I recently learned about the np.select
operation and decided to create a class to experiment with it and also learn a bit more on OOP.
Here the definition of my class followed by an example (the class uses the translate
function defined at the beginning):
def translate(text, conversion_dict, before = None):
if not text: return text
before = before or str.lower
t = before(text)
for key, value in conversion_dict.items():
t = t.replace(key, value)
return t
class Conditions:
def __init__(self, base_conditions, composed_conditions, groups, default_group):
self.base_conditions = base_conditions
self.composed_conditions = composed_conditions
self.groups = groups
self.default_group = default_group
self.readable_conditions = [translate(c, self.base_conditions) for c in self.composed_conditions]
self.ok_conditions = []
def run_condition(self, condition, df_name):
return eval(condition.replace("(","("+str(df_name)+"."))
def run_conditions(self, df_name):
return [self.run_condition(c, df_name) for c in self.readable_conditions]
Example
First, we create a simple DataFrame to play with:
import pandas as pd
import numpy as np
example = {"lev1" : [-1, -1, -1, 1, 0 , -1, 0 , 3],
"lev2" : [-1, 0 , 1 , 5 , 0 , 7 , 8 , 6]}
ex_df = pd.DataFrame.from_dict(example)
print(ex_df)
lev1 lev2
0 -1 -1
1 -1 0
2 -1 1
3 1 5
4 0 0
5 -1 7
6 0 8
7 3 6
Next, we create a new instance of our class where we pass our conditions and groups:
mycond = Conditions({"(m1)" : "(lev1 < 0)",
"(m2)" : "(lev2 > 2)",
"(m3)" : "(lev1 == 0)"},
["(m1)", "(m2) & (m3)", "(m2)"],
['A', 'B', 'C'],
999)
Finally, we use the np.select
operation on our ex_df
DataFrame and print the result:
ex_df['MATCH'] = np.select(condlist = mycond.run_conditions("ex_df"),
choicelist = mycond.groups,
default = mycond.default_group)
print(ex_df)
lev1 lev2 MATCH
0 -1 -1 A
1 -1 0 A
2 -1 1 A
3 1 5 C
4 0 0 999
5 -1 7 A
6 0 8 B
7 3 6 C
As you can see, everything works well with one exception.
When I tried to import my class from a separate file (conditions.py
which also contains the translate function
) it does not work anymore.

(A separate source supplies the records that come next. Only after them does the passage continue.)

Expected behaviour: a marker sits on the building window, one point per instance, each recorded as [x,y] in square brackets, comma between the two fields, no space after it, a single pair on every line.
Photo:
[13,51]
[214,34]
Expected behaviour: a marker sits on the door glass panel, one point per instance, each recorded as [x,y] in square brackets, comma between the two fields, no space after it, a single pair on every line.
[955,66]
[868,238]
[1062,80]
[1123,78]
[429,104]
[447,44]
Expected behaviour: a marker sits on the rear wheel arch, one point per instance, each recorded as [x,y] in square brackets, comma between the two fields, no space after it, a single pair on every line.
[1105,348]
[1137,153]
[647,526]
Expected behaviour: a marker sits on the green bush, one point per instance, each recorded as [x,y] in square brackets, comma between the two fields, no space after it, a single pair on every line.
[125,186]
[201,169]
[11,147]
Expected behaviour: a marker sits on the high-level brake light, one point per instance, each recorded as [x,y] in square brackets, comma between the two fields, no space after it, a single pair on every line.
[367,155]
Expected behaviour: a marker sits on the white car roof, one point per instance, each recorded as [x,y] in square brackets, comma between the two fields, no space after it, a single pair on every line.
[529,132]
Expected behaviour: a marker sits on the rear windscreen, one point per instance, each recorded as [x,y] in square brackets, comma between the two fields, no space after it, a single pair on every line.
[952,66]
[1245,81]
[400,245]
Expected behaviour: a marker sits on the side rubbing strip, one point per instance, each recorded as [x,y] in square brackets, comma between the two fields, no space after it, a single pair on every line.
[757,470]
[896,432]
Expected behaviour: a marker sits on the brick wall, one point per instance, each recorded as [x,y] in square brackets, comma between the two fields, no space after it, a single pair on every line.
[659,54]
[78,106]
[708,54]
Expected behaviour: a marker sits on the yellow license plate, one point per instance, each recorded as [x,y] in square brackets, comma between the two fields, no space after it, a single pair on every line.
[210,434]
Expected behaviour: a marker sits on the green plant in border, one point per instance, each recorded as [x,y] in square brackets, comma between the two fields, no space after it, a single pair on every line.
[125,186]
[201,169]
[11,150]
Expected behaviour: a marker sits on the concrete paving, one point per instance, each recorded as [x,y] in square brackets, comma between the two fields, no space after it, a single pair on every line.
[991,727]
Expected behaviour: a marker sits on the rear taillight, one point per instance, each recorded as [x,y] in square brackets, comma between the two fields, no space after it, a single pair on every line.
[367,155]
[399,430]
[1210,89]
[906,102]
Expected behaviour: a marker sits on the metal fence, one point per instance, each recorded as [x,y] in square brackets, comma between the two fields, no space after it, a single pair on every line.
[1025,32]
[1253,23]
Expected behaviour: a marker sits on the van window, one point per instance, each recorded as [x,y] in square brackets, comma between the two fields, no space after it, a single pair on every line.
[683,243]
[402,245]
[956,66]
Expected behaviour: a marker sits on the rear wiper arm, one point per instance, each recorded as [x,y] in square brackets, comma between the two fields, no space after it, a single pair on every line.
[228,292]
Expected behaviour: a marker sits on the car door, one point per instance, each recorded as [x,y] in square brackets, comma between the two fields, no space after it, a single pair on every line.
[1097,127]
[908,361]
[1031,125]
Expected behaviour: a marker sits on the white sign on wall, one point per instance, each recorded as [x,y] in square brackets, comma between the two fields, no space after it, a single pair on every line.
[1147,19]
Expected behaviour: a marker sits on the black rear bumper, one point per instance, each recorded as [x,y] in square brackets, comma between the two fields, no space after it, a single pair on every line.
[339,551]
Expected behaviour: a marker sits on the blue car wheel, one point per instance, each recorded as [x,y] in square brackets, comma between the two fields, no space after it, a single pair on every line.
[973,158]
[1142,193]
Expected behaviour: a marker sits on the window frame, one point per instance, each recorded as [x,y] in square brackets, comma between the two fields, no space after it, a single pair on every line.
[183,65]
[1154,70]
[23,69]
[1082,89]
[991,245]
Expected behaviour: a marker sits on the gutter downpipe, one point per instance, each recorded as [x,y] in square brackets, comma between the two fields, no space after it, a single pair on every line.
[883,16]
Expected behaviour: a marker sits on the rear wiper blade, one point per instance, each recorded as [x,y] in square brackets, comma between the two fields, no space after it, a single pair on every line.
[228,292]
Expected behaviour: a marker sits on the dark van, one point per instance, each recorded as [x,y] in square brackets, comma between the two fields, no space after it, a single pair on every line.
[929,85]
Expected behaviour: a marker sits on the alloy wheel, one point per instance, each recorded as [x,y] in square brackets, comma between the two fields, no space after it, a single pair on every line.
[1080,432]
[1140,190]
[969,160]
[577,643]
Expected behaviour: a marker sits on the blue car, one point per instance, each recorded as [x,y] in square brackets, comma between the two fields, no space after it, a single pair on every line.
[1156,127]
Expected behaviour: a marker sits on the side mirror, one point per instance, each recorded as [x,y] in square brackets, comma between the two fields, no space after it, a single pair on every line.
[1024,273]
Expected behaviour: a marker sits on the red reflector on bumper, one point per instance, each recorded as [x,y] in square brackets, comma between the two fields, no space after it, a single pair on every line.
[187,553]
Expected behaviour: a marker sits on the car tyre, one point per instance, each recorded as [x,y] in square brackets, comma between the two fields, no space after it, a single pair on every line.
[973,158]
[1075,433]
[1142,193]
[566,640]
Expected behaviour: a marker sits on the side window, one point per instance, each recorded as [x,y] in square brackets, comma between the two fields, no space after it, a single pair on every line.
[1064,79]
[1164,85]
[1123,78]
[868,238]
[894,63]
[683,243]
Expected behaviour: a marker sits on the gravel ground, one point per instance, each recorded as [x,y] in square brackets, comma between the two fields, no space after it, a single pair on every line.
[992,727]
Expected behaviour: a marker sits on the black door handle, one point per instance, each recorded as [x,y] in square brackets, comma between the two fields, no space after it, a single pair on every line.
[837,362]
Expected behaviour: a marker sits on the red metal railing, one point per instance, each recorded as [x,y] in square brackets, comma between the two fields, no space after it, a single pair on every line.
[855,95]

Here is how my folders/files are organized:
├── classes
│ ├── __init__.py
│ └── conditions.py
└── test-notebook.ipynb
In my test-notebook.ipynb
, I import my class the usual way (which works):
from classes.conditions import *
Then, after creating my DataFrame, I create a new instance of my class (that also works). Finally, when a run the np.select
operation this raises the following NameError: name 'ex_df' is not defined
.
I have no idea why this outputs an error and how to fix it. I'm looking for an answer on both the why and how. Here's the traceback of the error if needed:
---------------------------------------------------------------------------
NameError Traceback (most recent call last)
<ipython-input-7-1d4b3ba4a3c0> in <module>
----> 1 ex_df['MATCH'] = np.select(condlist = mycond.run_conditions("ex_df"),
2 choicelist = mycond.groups,
3 default = mycond.default_group)
4 print(ex_df)
~/Projects/test/notebooks/classes/conditions.py in run_conditions(self, df_name)
20
21 def run_conditions(self, df_name):
---> 22 return [self.run_condition(c, df_name) for c in self.readable_conditions]

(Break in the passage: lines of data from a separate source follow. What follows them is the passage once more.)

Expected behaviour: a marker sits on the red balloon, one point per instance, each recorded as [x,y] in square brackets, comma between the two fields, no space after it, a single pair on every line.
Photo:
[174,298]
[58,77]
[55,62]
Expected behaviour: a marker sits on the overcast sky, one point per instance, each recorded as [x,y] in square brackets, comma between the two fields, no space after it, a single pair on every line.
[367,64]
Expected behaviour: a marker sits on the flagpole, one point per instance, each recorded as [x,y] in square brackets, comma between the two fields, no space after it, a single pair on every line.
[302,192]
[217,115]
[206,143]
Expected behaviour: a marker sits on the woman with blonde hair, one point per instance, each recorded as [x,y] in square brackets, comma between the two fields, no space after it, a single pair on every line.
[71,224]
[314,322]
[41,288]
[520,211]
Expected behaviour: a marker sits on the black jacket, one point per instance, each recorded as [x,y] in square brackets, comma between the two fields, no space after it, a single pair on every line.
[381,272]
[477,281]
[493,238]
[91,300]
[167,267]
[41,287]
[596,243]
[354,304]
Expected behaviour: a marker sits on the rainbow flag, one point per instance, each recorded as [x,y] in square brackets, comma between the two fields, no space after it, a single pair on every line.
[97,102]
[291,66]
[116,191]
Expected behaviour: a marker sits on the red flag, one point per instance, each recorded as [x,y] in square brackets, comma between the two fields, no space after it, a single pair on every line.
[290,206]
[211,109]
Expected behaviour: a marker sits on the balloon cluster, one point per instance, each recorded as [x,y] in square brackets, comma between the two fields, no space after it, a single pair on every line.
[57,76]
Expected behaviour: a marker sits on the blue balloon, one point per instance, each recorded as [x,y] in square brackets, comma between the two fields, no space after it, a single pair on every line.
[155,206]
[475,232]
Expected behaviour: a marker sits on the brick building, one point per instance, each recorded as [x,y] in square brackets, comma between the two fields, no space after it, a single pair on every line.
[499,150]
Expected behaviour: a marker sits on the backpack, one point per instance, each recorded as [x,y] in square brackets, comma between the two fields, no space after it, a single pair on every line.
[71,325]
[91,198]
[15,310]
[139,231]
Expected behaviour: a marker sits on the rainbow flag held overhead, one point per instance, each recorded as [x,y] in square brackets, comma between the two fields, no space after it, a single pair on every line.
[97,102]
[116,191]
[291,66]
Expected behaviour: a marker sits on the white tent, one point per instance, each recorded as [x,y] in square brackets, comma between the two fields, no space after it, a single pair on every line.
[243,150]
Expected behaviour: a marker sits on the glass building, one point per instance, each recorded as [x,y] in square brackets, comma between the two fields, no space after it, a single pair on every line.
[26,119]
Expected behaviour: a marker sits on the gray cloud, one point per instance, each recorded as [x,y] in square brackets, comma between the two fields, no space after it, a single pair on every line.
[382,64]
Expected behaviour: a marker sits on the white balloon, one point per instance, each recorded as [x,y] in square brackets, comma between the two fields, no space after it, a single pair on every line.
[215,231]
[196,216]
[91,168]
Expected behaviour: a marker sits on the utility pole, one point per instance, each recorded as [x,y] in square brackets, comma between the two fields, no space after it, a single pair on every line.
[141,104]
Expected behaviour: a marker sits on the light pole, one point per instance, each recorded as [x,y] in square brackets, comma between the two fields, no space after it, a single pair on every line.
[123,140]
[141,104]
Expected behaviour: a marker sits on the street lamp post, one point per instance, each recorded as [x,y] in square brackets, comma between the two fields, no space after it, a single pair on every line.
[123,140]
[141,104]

~/Projects/test/notebooks/classes/conditions.py in <listcomp>(.0)
20
21 def run_conditions(self, df_name):
---> 22 return [self.run_condition(c, df_name) for c in self.readable_conditions]
~/Projects/test/notebooks/classes/conditions.py in run_condition(self, condition, df_name)
17
18 def run_condition(self, condition, df_name):
---> 19 return eval(condition.replace("(","("+str(df_name)+"."))
20
21 def run_conditions(self, df_name):
~/Projects/test/notebooks/classes/conditions.py in <module>
NameError: name 'ex_df' is not defined